Evan turns away, cutting me off midsentence. Then he lifts his finger toward our waiter.

“Check, please.”

* * *

And that is how I end up back home alone. Before 9 p.m. On a Saturday night.

It’s becoming a trend. And I don’t really care. Sometimes I worry that I probably should care, because I’m in the prime of my life with my biological clock tick-ticking away. Blah, blah, blah.

But then . . . I just don’t.

In my defense—my house is the fucking bomb, and there’s no place else I’d rather be. It’s a completely adorable one-bedroom cottage, next to the lake with ivy up the south wall and these arched doorways and built-in shelves, with a stone fireplace that’s straight out of a storybook. It’s like living in Snow White’s cottage without the burden of the seven dwarfs. I got a pretty decent rate on the mortgage, all things considered, and in twenty-nine short years, this baby will be all mine.

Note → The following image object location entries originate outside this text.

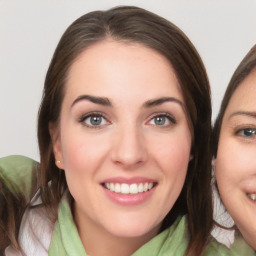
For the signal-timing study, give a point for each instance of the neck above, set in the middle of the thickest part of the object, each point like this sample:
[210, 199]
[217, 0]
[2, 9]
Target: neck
[98, 241]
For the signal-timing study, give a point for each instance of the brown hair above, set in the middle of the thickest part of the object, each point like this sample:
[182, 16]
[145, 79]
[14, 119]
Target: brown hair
[137, 25]
[243, 70]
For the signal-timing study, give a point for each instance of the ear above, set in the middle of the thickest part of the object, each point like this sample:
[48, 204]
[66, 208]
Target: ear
[56, 144]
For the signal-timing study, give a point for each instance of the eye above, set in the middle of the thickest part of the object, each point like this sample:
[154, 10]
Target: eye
[94, 120]
[248, 132]
[162, 120]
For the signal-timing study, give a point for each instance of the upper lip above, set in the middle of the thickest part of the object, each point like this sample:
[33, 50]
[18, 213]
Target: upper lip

And though I live alone, “lonely” is not in my nature.

I set my wineglass on the kitchen table next to my laptop, pull up the FaceTime app with the tap of a few buttons, and the beautiful faces of two of my closest college friends—Aubrey Stewart and Presley Cabot—appear.

I was only at Boyer University for my first year before I had to go back home to Delaware when my mom got sick. I transferred to a local community college and ended up going into nursing—but the months I spent tucked away in Port Hudson, New York, were some of the best of my adolescence.